You have four wires ,
most likely two are the main supply,
And the two others are switch loop,
Lets test this theory,
Test the two bundled wires white and black,
you should have 120v here.

Twst the other two wires first for any power,
none, good, 
put an ohm meter accross these two wires,
switch the switch you should get low resistance
with the switch in the on position,
and high or infinate with switch in off position.

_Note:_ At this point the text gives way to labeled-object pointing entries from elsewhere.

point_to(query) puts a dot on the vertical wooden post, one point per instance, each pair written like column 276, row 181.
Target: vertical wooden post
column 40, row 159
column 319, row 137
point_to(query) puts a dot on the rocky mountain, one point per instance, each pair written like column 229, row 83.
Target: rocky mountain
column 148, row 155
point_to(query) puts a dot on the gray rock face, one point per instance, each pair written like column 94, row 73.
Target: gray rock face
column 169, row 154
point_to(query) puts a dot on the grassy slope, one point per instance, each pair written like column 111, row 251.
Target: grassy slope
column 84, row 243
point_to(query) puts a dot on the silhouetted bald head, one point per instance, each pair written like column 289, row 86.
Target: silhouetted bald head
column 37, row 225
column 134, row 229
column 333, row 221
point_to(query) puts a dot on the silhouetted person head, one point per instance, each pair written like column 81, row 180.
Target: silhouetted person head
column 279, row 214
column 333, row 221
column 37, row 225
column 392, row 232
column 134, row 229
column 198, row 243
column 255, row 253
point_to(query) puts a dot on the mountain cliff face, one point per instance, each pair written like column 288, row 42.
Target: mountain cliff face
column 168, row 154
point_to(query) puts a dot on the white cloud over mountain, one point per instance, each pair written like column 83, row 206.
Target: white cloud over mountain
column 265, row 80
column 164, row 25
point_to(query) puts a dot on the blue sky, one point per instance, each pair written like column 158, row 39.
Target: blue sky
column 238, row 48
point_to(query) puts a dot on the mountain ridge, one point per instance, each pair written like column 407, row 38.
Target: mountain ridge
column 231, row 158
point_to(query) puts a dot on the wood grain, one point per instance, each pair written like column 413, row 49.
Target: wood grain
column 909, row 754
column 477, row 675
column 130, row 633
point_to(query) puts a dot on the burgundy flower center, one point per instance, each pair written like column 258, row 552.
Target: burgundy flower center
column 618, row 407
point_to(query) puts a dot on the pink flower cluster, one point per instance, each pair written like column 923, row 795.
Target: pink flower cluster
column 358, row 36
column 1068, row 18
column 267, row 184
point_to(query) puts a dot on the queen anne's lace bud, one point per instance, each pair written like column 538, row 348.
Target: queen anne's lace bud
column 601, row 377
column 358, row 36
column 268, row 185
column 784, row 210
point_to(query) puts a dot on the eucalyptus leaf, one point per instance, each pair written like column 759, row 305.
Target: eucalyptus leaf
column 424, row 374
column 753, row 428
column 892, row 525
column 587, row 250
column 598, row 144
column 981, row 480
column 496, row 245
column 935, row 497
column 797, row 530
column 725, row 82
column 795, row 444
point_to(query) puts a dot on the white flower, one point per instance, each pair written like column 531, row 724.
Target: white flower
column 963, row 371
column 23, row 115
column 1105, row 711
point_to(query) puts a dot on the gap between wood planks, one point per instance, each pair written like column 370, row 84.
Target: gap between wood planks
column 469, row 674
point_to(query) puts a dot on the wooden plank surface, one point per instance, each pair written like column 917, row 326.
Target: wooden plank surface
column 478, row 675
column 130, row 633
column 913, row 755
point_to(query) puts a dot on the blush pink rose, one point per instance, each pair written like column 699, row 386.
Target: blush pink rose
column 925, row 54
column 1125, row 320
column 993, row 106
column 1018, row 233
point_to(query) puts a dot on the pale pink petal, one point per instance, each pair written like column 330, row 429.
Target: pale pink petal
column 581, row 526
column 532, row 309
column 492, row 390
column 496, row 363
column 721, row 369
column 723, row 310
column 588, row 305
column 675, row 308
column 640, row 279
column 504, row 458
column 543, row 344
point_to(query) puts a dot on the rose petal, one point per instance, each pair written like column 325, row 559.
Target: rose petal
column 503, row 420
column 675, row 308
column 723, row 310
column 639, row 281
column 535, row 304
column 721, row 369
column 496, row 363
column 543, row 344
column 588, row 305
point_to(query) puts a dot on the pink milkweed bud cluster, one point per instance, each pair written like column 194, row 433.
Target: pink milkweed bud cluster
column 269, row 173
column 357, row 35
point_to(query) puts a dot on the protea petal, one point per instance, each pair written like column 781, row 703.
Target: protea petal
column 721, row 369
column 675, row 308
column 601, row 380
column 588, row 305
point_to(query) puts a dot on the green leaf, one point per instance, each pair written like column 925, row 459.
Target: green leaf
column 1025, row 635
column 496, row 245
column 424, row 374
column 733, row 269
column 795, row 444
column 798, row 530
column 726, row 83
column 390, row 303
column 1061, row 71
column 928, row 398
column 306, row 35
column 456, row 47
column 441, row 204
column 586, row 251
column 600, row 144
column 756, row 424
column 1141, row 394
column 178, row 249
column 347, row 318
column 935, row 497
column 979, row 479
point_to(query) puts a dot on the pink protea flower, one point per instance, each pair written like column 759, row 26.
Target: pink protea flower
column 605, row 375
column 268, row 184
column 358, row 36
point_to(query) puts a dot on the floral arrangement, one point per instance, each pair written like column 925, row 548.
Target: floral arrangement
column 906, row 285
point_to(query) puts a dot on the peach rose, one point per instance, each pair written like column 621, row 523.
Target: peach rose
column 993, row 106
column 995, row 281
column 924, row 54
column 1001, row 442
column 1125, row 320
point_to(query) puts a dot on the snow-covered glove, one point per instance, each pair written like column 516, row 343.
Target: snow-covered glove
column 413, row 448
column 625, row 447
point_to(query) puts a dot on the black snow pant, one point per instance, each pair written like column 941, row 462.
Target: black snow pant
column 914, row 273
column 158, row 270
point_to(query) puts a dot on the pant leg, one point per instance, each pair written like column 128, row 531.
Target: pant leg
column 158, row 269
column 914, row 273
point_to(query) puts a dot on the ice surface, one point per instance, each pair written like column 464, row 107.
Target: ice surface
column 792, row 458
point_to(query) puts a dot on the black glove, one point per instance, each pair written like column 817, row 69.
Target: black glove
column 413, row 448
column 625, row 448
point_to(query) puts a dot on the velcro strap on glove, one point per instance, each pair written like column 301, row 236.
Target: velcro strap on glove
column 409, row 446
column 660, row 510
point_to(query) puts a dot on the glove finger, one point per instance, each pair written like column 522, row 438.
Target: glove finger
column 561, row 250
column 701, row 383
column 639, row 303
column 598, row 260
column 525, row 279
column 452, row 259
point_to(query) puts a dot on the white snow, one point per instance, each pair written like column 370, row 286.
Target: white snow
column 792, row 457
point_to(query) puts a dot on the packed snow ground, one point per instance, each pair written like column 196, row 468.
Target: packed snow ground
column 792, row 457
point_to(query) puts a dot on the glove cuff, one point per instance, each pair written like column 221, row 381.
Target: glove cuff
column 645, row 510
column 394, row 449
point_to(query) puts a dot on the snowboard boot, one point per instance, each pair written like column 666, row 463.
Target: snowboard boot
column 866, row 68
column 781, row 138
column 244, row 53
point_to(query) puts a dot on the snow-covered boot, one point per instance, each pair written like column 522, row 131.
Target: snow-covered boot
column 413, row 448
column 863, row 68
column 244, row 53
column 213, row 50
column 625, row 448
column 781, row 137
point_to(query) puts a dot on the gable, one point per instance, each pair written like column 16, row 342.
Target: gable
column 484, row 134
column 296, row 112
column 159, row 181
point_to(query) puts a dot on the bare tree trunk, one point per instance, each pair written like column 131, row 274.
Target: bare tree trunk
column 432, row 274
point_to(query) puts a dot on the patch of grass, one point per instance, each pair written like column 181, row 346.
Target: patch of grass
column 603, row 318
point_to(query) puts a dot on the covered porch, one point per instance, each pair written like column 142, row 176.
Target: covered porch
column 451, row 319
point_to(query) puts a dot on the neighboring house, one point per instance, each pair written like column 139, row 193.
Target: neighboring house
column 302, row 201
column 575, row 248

please let us know the results of your tests,
be careful,
if you are not confident to do so,
THEN DONT !
call an electricain instead.


----------



## gregzoll (Dec 25, 2006)

If there is only one power source, the Black & Black/white striped, or Black & Blue wires go together on the one hot, and the white goes to Neutral. Yes, most likely you have a switch loop up there.


----------



## CopperClad (Jun 22, 2012)

I'm not sure where you are located but boy can I help you. If you have a harbor freight tools anywhere close to you. Right now you can get a free.. FREE!! Centech 7 function digital multimeter , with no minimum purchase !! Coupon good until 9/2/12 !! No more shocks ! No need to touch random wires together !! PS. other members. How do I make that my signature? " I know it has flow through it cuz I shocked myself trying out different combos"


----------



## andrew79 (Mar 25, 2010)

this thread needs caution tape.


----------